Happy Pride Month! I thought it was a good day for some rainbow-hued art. This is the amazing story of a temporary village in Taiwan which became an art installation, all thanks to the efforts of one very determined man. Ten years ago, when he was 86 years old, Huang Yung-Fu very nearly found himself homeless. The Taiwanese government had decided to knock down the village in which he had lived for decades. It was never meant to be a permanent settlement in the first place. The village was created to house some of the 2 million Chinese refugees who fled China after Mao Zedong and the Communists beat the Nationalist Party in the late sixties.
The place had emptied out in dribs and drabs, first one family, then another, until 40 years later, Yung-Fu was the last man standing.
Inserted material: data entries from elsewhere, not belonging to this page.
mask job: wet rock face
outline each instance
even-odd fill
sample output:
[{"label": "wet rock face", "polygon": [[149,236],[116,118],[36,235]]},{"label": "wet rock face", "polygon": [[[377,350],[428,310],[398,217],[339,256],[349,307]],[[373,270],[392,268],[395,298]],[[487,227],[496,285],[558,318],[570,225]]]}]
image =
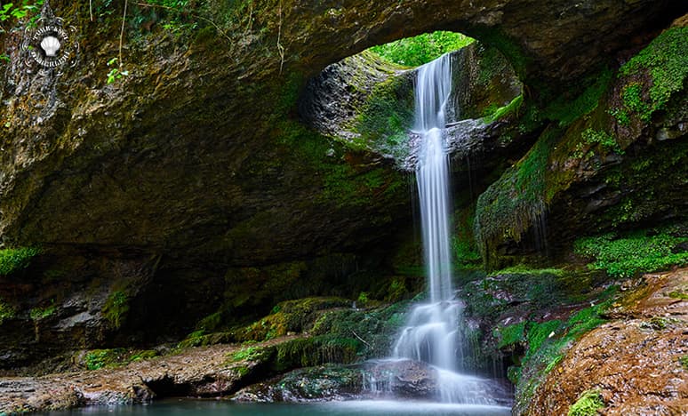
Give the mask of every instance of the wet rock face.
[{"label": "wet rock face", "polygon": [[615,318],[576,343],[549,372],[527,414],[565,414],[587,390],[598,390],[604,413],[682,414],[688,408],[685,356],[688,270],[646,275]]},{"label": "wet rock face", "polygon": [[[323,184],[305,178],[322,170],[290,160],[293,149],[284,139],[304,133],[274,117],[292,108],[290,89],[367,46],[436,28],[484,38],[504,50],[526,84],[556,85],[607,56],[601,48],[615,51],[630,33],[671,14],[666,1],[522,3],[270,6],[258,13],[255,33],[241,34],[244,42],[232,48],[220,36],[190,46],[166,38],[145,51],[132,47],[127,60],[134,68],[121,85],[106,86],[89,64],[105,60],[104,44],[90,44],[60,79],[13,66],[2,114],[11,125],[0,159],[3,241],[133,245],[243,264],[341,244],[370,235],[371,221],[352,224],[352,218],[389,224],[384,220],[394,204],[386,201],[380,215],[382,206],[361,212],[312,204]],[[86,11],[60,2],[53,8],[66,16]],[[288,45],[284,60],[263,46],[276,44],[277,33]],[[19,42],[12,36],[5,44]],[[325,147],[316,156],[333,166],[347,158],[336,147],[330,154]],[[244,238],[240,231],[249,226],[271,236],[269,248]]]},{"label": "wet rock face", "polygon": [[[218,21],[236,12],[211,3]],[[220,301],[213,289],[239,280],[227,277],[228,268],[368,252],[411,216],[405,176],[391,161],[351,150],[299,120],[299,93],[328,64],[374,44],[453,29],[501,48],[537,92],[536,80],[565,85],[604,59],[601,48],[626,47],[629,34],[673,13],[670,2],[650,0],[403,3],[268,2],[253,11],[252,26],[229,28],[227,37],[154,31],[145,42],[125,43],[130,75],[107,84],[119,23],[89,23],[84,2],[52,2],[89,41],[76,65],[57,76],[24,70],[23,32],[0,36],[11,55],[2,75],[0,241],[38,245],[64,261],[75,250],[87,252],[89,267],[58,276],[78,282],[84,297],[96,278],[108,288],[100,298],[116,292],[110,284],[120,276],[108,265],[157,260],[140,276],[150,279],[134,285],[147,293],[133,297],[134,329],[146,333],[165,318],[170,326],[185,319],[190,329],[189,321]],[[60,286],[47,271],[28,276],[24,323],[28,308],[47,305],[41,302]],[[293,285],[307,284],[300,277]],[[55,301],[67,300],[60,296],[68,292],[58,291]],[[105,321],[90,312],[104,306],[92,307],[82,302],[45,318],[76,328],[63,348],[108,339],[99,329],[108,328]],[[67,326],[52,321],[58,317]],[[92,324],[95,335],[79,335]],[[24,339],[21,331],[12,333]]]}]

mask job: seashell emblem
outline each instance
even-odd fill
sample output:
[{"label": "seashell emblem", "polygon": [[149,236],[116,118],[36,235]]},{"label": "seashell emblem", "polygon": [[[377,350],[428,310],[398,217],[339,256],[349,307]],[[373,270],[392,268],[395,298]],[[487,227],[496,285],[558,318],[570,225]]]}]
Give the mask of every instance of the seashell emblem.
[{"label": "seashell emblem", "polygon": [[45,51],[46,56],[55,56],[60,49],[60,40],[55,36],[45,36],[41,41],[41,47]]}]

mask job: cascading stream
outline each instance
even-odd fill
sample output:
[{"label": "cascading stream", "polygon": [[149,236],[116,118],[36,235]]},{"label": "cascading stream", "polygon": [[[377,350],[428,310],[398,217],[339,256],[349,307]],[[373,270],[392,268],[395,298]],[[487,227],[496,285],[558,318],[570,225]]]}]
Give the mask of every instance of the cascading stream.
[{"label": "cascading stream", "polygon": [[449,234],[449,161],[443,138],[452,91],[448,54],[418,69],[414,130],[422,136],[416,168],[430,303],[417,306],[394,349],[396,357],[456,370],[460,305],[452,300]]},{"label": "cascading stream", "polygon": [[[418,69],[414,131],[422,136],[422,144],[416,177],[429,302],[413,308],[394,347],[393,359],[429,364],[436,378],[438,401],[493,404],[490,380],[457,372],[462,359],[463,304],[453,299],[452,287],[449,159],[443,137],[451,71],[448,54]],[[387,386],[388,381],[381,381]],[[389,377],[388,383],[393,382]]]}]

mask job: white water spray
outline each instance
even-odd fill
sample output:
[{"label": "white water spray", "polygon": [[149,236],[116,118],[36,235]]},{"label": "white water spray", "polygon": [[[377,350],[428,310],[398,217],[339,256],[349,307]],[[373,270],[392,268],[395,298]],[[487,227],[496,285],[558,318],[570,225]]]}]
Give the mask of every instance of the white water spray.
[{"label": "white water spray", "polygon": [[493,404],[489,380],[457,372],[463,358],[460,331],[463,304],[454,299],[452,287],[449,159],[443,137],[451,91],[448,54],[419,68],[414,130],[422,136],[422,144],[416,177],[429,303],[413,308],[393,356],[433,366],[438,401]]}]

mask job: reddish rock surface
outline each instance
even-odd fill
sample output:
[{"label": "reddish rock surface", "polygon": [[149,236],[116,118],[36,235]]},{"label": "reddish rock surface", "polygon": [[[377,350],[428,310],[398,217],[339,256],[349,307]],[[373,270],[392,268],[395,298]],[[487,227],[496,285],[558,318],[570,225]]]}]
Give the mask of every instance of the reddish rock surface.
[{"label": "reddish rock surface", "polygon": [[532,415],[565,415],[586,390],[599,389],[608,415],[688,414],[688,268],[645,275],[637,291],[586,334],[542,383]]}]

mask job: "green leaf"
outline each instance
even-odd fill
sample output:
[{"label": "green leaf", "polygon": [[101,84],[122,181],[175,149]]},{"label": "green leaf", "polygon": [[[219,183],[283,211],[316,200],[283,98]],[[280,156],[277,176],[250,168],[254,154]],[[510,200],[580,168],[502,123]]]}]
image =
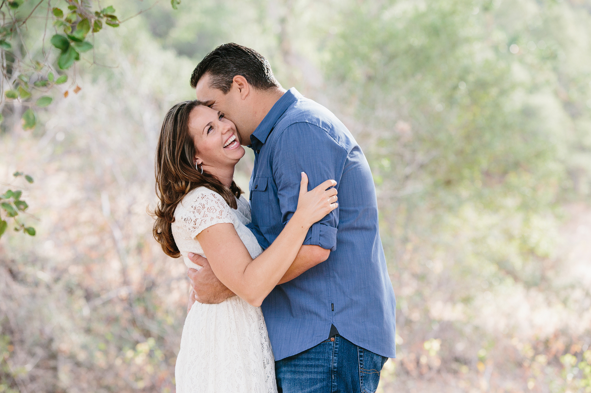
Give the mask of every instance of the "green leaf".
[{"label": "green leaf", "polygon": [[44,87],[48,84],[49,84],[48,80],[37,80],[33,83],[35,87]]},{"label": "green leaf", "polygon": [[83,53],[92,49],[92,44],[90,44],[87,41],[85,41],[83,42],[74,42],[74,47],[76,50]]},{"label": "green leaf", "polygon": [[20,96],[21,98],[23,100],[26,100],[28,97],[31,97],[31,93],[29,93],[28,90],[24,89],[22,86],[18,87],[18,95]]},{"label": "green leaf", "polygon": [[61,84],[62,83],[65,83],[67,80],[67,75],[62,75],[56,81],[56,84]]},{"label": "green leaf", "polygon": [[22,128],[30,130],[34,128],[35,124],[37,124],[37,116],[33,110],[29,108],[22,114]]},{"label": "green leaf", "polygon": [[56,34],[51,37],[51,45],[62,51],[67,51],[70,47],[70,41],[61,34]]},{"label": "green leaf", "polygon": [[61,53],[57,59],[57,66],[62,70],[67,70],[72,67],[76,60],[80,59],[80,54],[70,46],[67,51]]},{"label": "green leaf", "polygon": [[6,215],[9,217],[14,217],[18,215],[18,212],[15,210],[12,205],[8,202],[2,202],[2,204],[0,204],[0,206],[6,211]]},{"label": "green leaf", "polygon": [[12,0],[12,1],[8,2],[8,5],[10,6],[11,8],[13,9],[16,9],[21,5],[22,5],[22,3],[24,3],[24,1],[25,0]]},{"label": "green leaf", "polygon": [[68,23],[74,23],[77,18],[78,14],[76,13],[76,11],[74,11],[68,14],[68,16],[66,17],[66,21]]},{"label": "green leaf", "polygon": [[53,101],[53,99],[49,96],[43,96],[39,97],[39,99],[37,100],[37,106],[40,106],[43,108],[51,104],[52,101]]},{"label": "green leaf", "polygon": [[21,211],[24,211],[29,207],[29,205],[24,201],[17,201],[14,202],[14,205]]},{"label": "green leaf", "polygon": [[4,231],[6,231],[7,227],[8,226],[8,223],[5,221],[4,220],[0,220],[0,236],[2,235]]},{"label": "green leaf", "polygon": [[102,28],[103,28],[103,22],[99,20],[95,21],[95,23],[92,25],[92,32],[100,31]]},{"label": "green leaf", "polygon": [[84,37],[86,37],[86,34],[88,32],[90,31],[90,22],[88,21],[88,19],[85,18],[82,21],[78,22],[78,25],[76,28],[76,31],[80,31],[84,32]]}]

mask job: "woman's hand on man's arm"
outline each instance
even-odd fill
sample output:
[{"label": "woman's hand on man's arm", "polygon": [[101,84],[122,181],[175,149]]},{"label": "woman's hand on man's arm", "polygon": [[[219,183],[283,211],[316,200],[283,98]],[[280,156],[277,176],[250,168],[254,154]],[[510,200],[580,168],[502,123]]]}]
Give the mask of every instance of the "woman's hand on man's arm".
[{"label": "woman's hand on man's arm", "polygon": [[203,266],[199,270],[190,268],[187,271],[187,276],[191,280],[194,297],[192,302],[190,297],[189,299],[189,309],[195,300],[207,304],[215,304],[236,296],[217,279],[206,258],[192,253],[189,253],[188,256],[191,262]]}]

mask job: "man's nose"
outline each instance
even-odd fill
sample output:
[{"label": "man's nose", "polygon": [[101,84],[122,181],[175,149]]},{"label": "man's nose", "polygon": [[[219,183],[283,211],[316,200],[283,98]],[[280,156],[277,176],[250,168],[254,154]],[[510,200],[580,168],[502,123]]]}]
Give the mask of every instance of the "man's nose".
[{"label": "man's nose", "polygon": [[230,125],[229,125],[228,123],[221,121],[220,122],[220,123],[221,123],[222,135],[227,133],[229,131],[232,131],[232,127],[230,127]]}]

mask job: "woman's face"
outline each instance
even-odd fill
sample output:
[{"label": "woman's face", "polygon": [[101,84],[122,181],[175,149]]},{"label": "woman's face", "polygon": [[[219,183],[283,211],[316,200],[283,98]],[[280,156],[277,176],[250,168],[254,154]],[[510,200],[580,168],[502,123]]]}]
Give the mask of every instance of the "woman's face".
[{"label": "woman's face", "polygon": [[234,123],[209,107],[199,105],[191,111],[189,132],[196,150],[193,162],[204,170],[233,167],[244,155]]}]

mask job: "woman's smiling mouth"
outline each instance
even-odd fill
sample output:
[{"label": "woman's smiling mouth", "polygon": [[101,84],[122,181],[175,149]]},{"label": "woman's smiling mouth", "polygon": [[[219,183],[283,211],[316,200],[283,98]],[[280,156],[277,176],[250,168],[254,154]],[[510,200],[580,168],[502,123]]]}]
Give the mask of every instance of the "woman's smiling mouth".
[{"label": "woman's smiling mouth", "polygon": [[238,140],[236,140],[236,134],[232,134],[232,136],[228,139],[226,143],[224,143],[224,149],[235,149],[240,146],[240,143],[238,143]]}]

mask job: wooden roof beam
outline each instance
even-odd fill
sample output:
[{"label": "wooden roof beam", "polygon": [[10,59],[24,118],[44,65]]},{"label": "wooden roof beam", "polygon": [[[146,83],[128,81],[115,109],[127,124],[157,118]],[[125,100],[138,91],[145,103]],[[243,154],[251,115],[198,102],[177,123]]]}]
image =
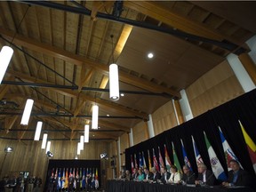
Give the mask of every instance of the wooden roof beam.
[{"label": "wooden roof beam", "polygon": [[[12,32],[7,31],[1,28],[0,28],[0,34],[2,34],[3,36],[10,39],[12,39],[12,36],[13,36]],[[51,46],[43,43],[36,42],[33,39],[27,38],[20,35],[16,35],[15,39],[13,40],[13,43],[16,44],[27,47],[28,49],[34,50],[36,52],[61,59],[63,60],[66,60],[67,62],[73,63],[74,65],[81,66],[83,63],[84,63],[85,66],[92,68],[95,70],[98,70],[101,72],[102,74],[108,76],[108,67],[107,65],[100,64],[85,57],[76,55],[72,52],[68,52],[67,51],[64,51],[60,48],[53,47],[53,46]],[[172,95],[174,99],[180,99],[180,94],[179,92],[175,92],[167,87],[163,87],[155,83],[148,82],[147,80],[133,76],[124,72],[123,73],[119,72],[119,80],[122,82],[125,82],[125,84],[129,84],[133,86],[140,87],[148,92],[157,92],[157,93],[165,92],[170,95]]]},{"label": "wooden roof beam", "polygon": [[[28,75],[25,75],[25,74],[22,74],[22,73],[20,73],[20,72],[12,71],[12,70],[8,70],[7,73],[12,74],[12,76],[19,76],[21,79],[23,79],[25,81],[28,81],[28,82],[32,82],[32,83],[36,82],[36,77],[34,77],[34,76],[29,76]],[[49,82],[45,82],[45,81],[40,80],[38,78],[36,79],[36,83],[49,84]],[[44,87],[42,87],[42,89]],[[56,88],[49,88],[49,87],[47,87],[47,90],[52,90],[53,92],[56,92],[61,93],[61,94],[63,94],[65,96],[72,97],[72,98],[77,98],[77,96],[79,94],[79,97],[81,99],[83,99],[84,100],[95,102],[95,98],[91,97],[91,96],[87,96],[87,95],[85,95],[83,92],[79,93],[77,91],[75,91],[75,90],[72,91],[72,90],[67,90],[67,89],[56,89]],[[122,111],[122,112],[124,112],[125,114],[130,114],[130,115],[132,115],[132,116],[140,116],[141,118],[148,118],[148,114],[146,114],[146,113],[137,112],[137,111],[130,109],[130,108],[128,108],[126,107],[124,107],[124,106],[121,106],[121,105],[117,105],[117,104],[116,104],[114,102],[109,102],[109,101],[107,101],[107,100],[104,100],[98,99],[97,100],[97,103],[100,104],[100,105],[103,105],[103,106],[106,106],[106,107],[109,107],[109,108],[115,108],[115,109]]]},{"label": "wooden roof beam", "polygon": [[239,44],[236,39],[220,34],[213,28],[209,28],[203,23],[196,22],[188,18],[185,18],[176,12],[171,12],[164,7],[159,6],[157,2],[152,1],[124,1],[124,6],[135,10],[143,14],[148,15],[157,20],[178,28],[181,31],[195,36],[222,42],[224,39],[229,40],[234,44]]}]

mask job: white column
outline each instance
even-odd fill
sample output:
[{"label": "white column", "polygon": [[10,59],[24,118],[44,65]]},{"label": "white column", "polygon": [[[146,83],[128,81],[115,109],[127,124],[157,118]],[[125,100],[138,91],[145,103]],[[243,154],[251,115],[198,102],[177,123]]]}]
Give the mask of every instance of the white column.
[{"label": "white column", "polygon": [[232,68],[236,78],[238,79],[244,92],[250,92],[255,88],[253,82],[252,81],[249,74],[244,68],[243,64],[238,59],[238,56],[230,53],[227,56],[227,60]]},{"label": "white column", "polygon": [[119,171],[121,170],[121,145],[120,145],[120,137],[118,137],[117,140],[117,156],[118,156],[118,164],[119,164]]},{"label": "white column", "polygon": [[148,129],[149,138],[155,137],[154,125],[153,125],[151,114],[148,115]]},{"label": "white column", "polygon": [[193,118],[193,114],[190,108],[190,105],[187,97],[185,90],[180,91],[181,99],[180,100],[180,104],[181,108],[182,114],[184,116],[185,121],[188,121]]},{"label": "white column", "polygon": [[132,147],[134,144],[133,144],[133,135],[132,135],[132,128],[131,128],[131,132],[129,133],[129,139],[130,139],[130,147]]},{"label": "white column", "polygon": [[172,106],[173,106],[173,108],[174,108],[174,114],[175,114],[175,118],[176,118],[176,121],[177,121],[177,124],[179,125],[180,124],[180,121],[179,121],[179,116],[178,116],[178,113],[177,113],[177,110],[176,110],[174,100],[172,100]]},{"label": "white column", "polygon": [[256,36],[246,41],[247,45],[250,47],[251,52],[248,52],[254,63],[256,63]]}]

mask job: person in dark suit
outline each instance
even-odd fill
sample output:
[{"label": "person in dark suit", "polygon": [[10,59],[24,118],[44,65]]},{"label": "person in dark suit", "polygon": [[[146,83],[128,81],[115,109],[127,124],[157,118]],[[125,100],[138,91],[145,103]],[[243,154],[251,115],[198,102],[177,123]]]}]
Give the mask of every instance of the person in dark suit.
[{"label": "person in dark suit", "polygon": [[153,179],[153,173],[149,172],[148,168],[144,168],[144,174],[145,179],[143,180],[144,182],[148,182],[148,180]]},{"label": "person in dark suit", "polygon": [[161,167],[161,178],[160,180],[162,183],[165,184],[170,179],[171,173],[167,172],[166,167]]},{"label": "person in dark suit", "polygon": [[160,180],[161,174],[160,174],[159,172],[157,172],[157,171],[156,170],[155,167],[152,167],[152,168],[151,168],[151,172],[153,173],[153,177],[152,177],[151,180],[149,180],[149,182],[156,182],[157,180]]},{"label": "person in dark suit", "polygon": [[189,168],[187,165],[184,165],[182,167],[183,174],[181,180],[184,182],[184,184],[195,184],[196,177],[195,173],[189,170]]},{"label": "person in dark suit", "polygon": [[240,167],[237,161],[232,159],[229,161],[228,180],[222,182],[222,186],[251,186],[251,177],[249,173]]},{"label": "person in dark suit", "polygon": [[132,172],[132,180],[137,180],[138,176],[139,176],[138,169],[134,167],[133,168],[133,172]]},{"label": "person in dark suit", "polygon": [[216,178],[213,172],[210,170],[207,170],[207,167],[204,164],[198,164],[198,177],[195,181],[196,185],[201,185],[204,183],[207,186],[213,186],[216,180]]}]

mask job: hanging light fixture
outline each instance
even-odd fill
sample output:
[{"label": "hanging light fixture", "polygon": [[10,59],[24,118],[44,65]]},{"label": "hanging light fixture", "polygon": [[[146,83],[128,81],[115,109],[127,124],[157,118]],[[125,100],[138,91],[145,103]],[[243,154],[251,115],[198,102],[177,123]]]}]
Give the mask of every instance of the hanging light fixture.
[{"label": "hanging light fixture", "polygon": [[81,145],[81,143],[78,142],[77,143],[77,155],[80,155],[80,150],[81,150],[80,145]]},{"label": "hanging light fixture", "polygon": [[29,117],[30,117],[30,114],[31,114],[31,111],[32,111],[32,108],[33,108],[33,103],[34,103],[33,100],[31,100],[31,99],[28,99],[27,100],[20,124],[28,125],[28,121],[29,121]]},{"label": "hanging light fixture", "polygon": [[96,103],[92,106],[92,129],[98,129],[98,118],[99,118],[99,106]]},{"label": "hanging light fixture", "polygon": [[37,122],[34,140],[39,140],[43,122]]},{"label": "hanging light fixture", "polygon": [[[25,12],[25,13],[24,13],[24,15],[23,15],[23,17],[22,17],[22,19],[21,19],[21,20],[20,20],[20,24],[19,24],[19,26],[18,26],[18,28],[17,28],[17,32],[18,32],[18,30],[20,29],[20,26],[21,26],[21,23],[22,23],[22,21],[23,21],[23,20],[24,20],[24,18],[25,18],[25,16],[26,16],[26,14],[27,14],[27,12],[28,12],[29,7],[30,7],[30,5],[28,6],[28,8],[27,8],[27,10],[26,10],[26,12]],[[13,36],[13,37],[12,37],[10,44],[12,44],[12,42],[13,42],[13,40],[14,40],[14,37],[15,37],[15,36],[16,36],[16,34],[17,34],[17,32],[14,34],[14,36]],[[8,68],[8,65],[9,65],[9,63],[10,63],[10,61],[11,61],[11,59],[12,59],[12,54],[13,54],[13,49],[12,49],[11,46],[7,46],[7,45],[3,46],[2,50],[1,50],[1,52],[0,52],[0,66],[1,66],[1,70],[0,70],[0,84],[1,84],[1,83],[2,83],[2,80],[3,80],[3,78],[4,78],[4,74],[5,74],[5,72],[6,72],[6,69],[7,69],[7,68]]]},{"label": "hanging light fixture", "polygon": [[81,147],[81,150],[84,150],[84,135],[80,136],[80,147]]},{"label": "hanging light fixture", "polygon": [[109,65],[109,97],[111,100],[119,100],[118,66],[116,63]]},{"label": "hanging light fixture", "polygon": [[109,98],[114,100],[119,100],[119,78],[118,78],[118,66],[114,61],[114,45],[113,35],[110,36],[112,39],[112,57],[113,63],[109,65]]},{"label": "hanging light fixture", "polygon": [[84,125],[84,142],[89,142],[89,124]]},{"label": "hanging light fixture", "polygon": [[48,141],[48,142],[47,142],[47,146],[46,146],[45,154],[47,154],[47,152],[50,151],[50,149],[51,149],[51,141]]},{"label": "hanging light fixture", "polygon": [[0,52],[0,64],[1,64],[0,84],[6,72],[10,60],[12,57],[12,54],[13,54],[13,50],[10,46],[4,46],[1,50],[1,52]]},{"label": "hanging light fixture", "polygon": [[46,147],[47,136],[48,136],[47,133],[44,133],[43,136],[43,141],[42,141],[42,147],[41,147],[41,148],[43,149],[44,149]]}]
“When I came here, the village had 1,200 households and we’d all sit and talk like one big family. But then everyone moved away or passed away and I became lonely.”-Huang Yung-Fu in interview with the BBC
To ease his loneliness and pass the time, Yung-Fu began painting. First, it was a little bird on the side of his house. Then he just kept going. He started painting animals and people and characters and decorations over all the abandoned buildings in the village. About a year after he began his art project, a local college student happened upon the site. Once he learned Yung-Fu’s story, the young man wanted to help. So he took some photos of the wall-to-wall art and started an online fundraising campaign. Not surprisingly, the story and campaign quickly went viral, and Yung-Fu’s home was saved.
The village now gets hundreds of thousands of tourists every year, and the Taiwanese government, well pleased with the results, has vowed not to destroy the village. Yung-Fu, now 96 and affectionately known the world over as Rainbow Grandpa, is still going strong. If you find yourself in Nantun District, Taichung, Taiwan, go say hi!